Internally encoder keeps this information during encoding:

  • models from the previous frame and current statistics;
  • source frame data (used to generate intra MBs and to calculate distortion);
  • intra MB data (transformed and quantised coefficients);
  • inter MB data (transformed and quantised coefficients, raw reference frame data, motion vectors);
  • inter MB data with four motion vectors per macroblock (the same format as above);
  • golden frame MB data (the same format as above);
  • macroblock types (used to select which transformed coefficients to code);
  • coded motion vectors (i.e. with predicted component removed from them).

Inter macroblocks keep reference frame data so it’s easy to reconstruct the coded macroblock (for both distortion calculation and coded frame reconstruction). During motion estimation phase when the best MV for the macroblock is determined, reference data is saved along with the residue and actual motion vector.

Macroblock type selection process is simple: rate control module keeps lambda value for RDO decision (see my previous post for more details) so the best between intra MB, inter MB referencing previous frame and inter MB referencing golden frame is selected based on their distortion and estimated cost (based on number of non-zero coefficients and quantiser value).
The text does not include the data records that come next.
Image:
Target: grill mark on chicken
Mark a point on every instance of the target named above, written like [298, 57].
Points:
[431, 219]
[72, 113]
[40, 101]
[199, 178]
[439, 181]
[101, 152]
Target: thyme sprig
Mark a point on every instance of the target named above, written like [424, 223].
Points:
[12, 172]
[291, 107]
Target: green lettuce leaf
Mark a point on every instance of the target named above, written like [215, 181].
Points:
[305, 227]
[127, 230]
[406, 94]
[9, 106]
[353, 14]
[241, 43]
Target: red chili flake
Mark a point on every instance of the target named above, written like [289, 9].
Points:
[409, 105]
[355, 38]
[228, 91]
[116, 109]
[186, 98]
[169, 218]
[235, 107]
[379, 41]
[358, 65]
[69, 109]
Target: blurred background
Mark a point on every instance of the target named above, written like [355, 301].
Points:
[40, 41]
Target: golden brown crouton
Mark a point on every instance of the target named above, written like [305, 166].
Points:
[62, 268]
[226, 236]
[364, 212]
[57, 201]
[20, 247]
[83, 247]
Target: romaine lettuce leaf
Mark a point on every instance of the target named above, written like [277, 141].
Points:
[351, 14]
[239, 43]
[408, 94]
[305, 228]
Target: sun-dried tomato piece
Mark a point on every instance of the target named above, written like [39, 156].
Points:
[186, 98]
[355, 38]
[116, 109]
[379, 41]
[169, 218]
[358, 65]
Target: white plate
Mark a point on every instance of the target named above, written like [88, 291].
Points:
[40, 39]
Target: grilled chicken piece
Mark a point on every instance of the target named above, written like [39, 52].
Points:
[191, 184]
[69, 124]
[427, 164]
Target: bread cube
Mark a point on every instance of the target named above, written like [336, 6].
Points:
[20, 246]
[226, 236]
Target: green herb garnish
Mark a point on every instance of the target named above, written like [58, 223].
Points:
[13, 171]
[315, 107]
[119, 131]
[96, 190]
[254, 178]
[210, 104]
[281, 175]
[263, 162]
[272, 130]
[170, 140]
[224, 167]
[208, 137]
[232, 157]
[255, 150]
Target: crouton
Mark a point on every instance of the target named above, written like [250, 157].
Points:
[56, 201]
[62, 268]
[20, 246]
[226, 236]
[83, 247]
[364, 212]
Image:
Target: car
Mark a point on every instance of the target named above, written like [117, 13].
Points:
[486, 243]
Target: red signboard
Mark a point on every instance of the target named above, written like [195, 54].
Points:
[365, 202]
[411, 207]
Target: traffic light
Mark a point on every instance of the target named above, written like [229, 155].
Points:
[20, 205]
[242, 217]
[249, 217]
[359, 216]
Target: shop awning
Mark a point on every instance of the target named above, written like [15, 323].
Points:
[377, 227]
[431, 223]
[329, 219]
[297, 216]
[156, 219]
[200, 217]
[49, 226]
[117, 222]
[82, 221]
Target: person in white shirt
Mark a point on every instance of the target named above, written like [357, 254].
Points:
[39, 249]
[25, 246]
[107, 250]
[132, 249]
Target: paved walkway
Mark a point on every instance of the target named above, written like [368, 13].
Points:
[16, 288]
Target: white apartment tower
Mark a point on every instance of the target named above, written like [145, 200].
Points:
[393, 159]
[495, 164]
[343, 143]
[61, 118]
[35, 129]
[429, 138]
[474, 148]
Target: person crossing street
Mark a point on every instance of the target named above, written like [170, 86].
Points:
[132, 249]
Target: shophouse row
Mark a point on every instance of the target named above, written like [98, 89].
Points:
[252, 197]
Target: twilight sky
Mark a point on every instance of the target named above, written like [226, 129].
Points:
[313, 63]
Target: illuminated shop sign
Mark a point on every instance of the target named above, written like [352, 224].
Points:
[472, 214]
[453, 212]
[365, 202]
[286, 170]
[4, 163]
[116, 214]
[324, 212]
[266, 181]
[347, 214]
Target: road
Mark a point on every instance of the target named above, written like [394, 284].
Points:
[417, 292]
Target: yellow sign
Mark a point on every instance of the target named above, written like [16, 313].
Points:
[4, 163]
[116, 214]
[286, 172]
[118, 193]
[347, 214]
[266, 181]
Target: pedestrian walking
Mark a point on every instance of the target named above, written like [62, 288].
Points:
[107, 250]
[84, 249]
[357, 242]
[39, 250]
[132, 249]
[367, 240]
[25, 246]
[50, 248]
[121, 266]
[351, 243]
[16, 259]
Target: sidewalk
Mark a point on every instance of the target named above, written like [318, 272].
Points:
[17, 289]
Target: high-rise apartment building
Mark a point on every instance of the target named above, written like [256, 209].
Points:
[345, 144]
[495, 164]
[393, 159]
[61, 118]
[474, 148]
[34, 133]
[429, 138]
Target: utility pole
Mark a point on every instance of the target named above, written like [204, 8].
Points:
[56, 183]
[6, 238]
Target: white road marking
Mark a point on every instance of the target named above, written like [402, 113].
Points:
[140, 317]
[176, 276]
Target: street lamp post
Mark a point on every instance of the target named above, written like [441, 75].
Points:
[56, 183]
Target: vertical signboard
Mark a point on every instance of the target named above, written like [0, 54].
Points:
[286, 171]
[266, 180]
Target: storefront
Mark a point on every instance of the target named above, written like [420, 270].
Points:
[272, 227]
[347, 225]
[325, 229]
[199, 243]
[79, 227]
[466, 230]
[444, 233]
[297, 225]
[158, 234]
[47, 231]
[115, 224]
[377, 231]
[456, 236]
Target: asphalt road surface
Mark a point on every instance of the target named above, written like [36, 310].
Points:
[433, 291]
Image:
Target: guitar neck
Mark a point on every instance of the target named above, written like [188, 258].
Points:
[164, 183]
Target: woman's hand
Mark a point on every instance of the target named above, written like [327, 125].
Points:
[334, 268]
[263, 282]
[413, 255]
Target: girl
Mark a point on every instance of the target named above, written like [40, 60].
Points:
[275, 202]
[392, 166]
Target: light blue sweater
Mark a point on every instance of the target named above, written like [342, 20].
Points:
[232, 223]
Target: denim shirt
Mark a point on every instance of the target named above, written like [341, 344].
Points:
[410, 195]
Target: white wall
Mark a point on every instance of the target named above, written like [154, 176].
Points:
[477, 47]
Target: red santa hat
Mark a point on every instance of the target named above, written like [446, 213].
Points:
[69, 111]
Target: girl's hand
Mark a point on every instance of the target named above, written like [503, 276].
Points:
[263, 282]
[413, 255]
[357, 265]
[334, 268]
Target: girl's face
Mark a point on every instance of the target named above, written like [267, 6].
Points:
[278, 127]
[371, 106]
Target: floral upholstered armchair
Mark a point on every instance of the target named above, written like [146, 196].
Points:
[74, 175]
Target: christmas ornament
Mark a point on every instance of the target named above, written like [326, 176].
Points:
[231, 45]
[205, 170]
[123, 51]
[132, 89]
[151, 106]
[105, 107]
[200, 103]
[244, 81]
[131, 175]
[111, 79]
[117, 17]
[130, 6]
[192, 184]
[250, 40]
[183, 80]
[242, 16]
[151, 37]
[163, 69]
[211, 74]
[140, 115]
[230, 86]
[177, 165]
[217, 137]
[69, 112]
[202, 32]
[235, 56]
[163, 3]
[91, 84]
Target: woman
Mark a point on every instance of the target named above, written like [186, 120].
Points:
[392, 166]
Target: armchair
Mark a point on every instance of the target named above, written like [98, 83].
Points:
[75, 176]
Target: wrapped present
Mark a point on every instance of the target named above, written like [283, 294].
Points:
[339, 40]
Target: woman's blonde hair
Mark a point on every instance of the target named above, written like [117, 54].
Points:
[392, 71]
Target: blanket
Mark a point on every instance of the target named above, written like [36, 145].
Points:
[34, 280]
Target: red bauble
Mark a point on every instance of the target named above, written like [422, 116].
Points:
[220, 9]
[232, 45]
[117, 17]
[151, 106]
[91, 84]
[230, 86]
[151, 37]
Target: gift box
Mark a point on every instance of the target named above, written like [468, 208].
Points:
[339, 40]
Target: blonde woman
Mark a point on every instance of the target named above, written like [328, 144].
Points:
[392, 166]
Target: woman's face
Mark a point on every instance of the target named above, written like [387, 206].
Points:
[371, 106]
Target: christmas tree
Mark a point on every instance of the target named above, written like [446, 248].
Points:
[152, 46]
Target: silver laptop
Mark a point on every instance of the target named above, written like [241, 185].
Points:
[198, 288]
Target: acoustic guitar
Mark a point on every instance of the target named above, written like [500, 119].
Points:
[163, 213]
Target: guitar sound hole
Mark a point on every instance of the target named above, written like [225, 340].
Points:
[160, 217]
Additionally if inter MB is selected and it has distortion over certain threshold, an approach with four motion vectors per macroblock is tried (this way I don’t calculate it for too complex or still macroblocks).

The other fine details are either the same as required for the decoder (like DC or MV prediction) or have been described in the previous posts.

I hope this demonstrates that writing a non-toy encoder is not as hard as you imagined. I did it mostly to play with the concepts and learn how it all works. Some determined guy can spend a bit more time on research and experimenting and make an even better encoder for some format.

8 Responses to “VP6 encoder design”

  1. eiken28 says:

    OK, what if i wanted to use your VP6 encoder? i’m definitely interested in it for sure.

  2. Kostya says:

    In theory you can simply compile nihav-encoder, feed it an input file (currently Y4M should work the best, maybe something else) and get an output AVI file (or Electronic Arts VP6 file, I have a patch for that already; or maybe FLV in the future).

    This can be done right now and if you can describe how and for what purpose you want to use my encoder then I can reflect that in a future “how to encode VP6” guide and maybe make some improvements to the overall code to make your use case easier.

  3. Paul says:

    Oh noes, yet another baidu encoder!

  4. eiken28 says:

    eh, personal stuff. i just want to see how an VP6 video looks like through a different encoder. i don’t want to rely on proprietary stuff. i also want to take advantage of the video quality that VP6 offers so the final video looks cleaner to my tastes.

    with that being said, i tried to transcode a video into a VP6 file using your encoder i just compiled, and found out that it doesn’t necessarily support other, uhh, lossless codecs, like other yuv variants beyond 4:2:0 (4:2:2. 4:4:4, etc) or RGB32.

  5. Kostya says:

    considering the complete lack of cooperation from Baidu on it (IIRC people asked and got reply that they’re not interested to work on releasing anything), I consider it to be Duck abandonware.

  6. Kostya says:

    Since VP6 does not support anything beside YUV 4:2:0 it’s not a big loss (and I guess for now the easiest way is to use Y4M as an input). I tried to ask in posts what format people would like for an input but got no replies so far.

    Something like nihav-encoder --input file.y4m --output vp6.avi -an --ostream0 encoder=vp6,quant=42 should work for your needs (alternatively you can set bitrate=300000 instead of quant=42 and see how rate control fails to keep it).

  7. eiken28 says:

    alright, the format i would like for an input would be an avi file containing uncompressed RGB32 video.
    as for the bitrate option i had no idea that even existed.

  8. Kostya says:

    I’ll see what I can do, meanwhile you can convert it to YUV4MPEG format using some tool (like FFmpeg) and perform the encoding.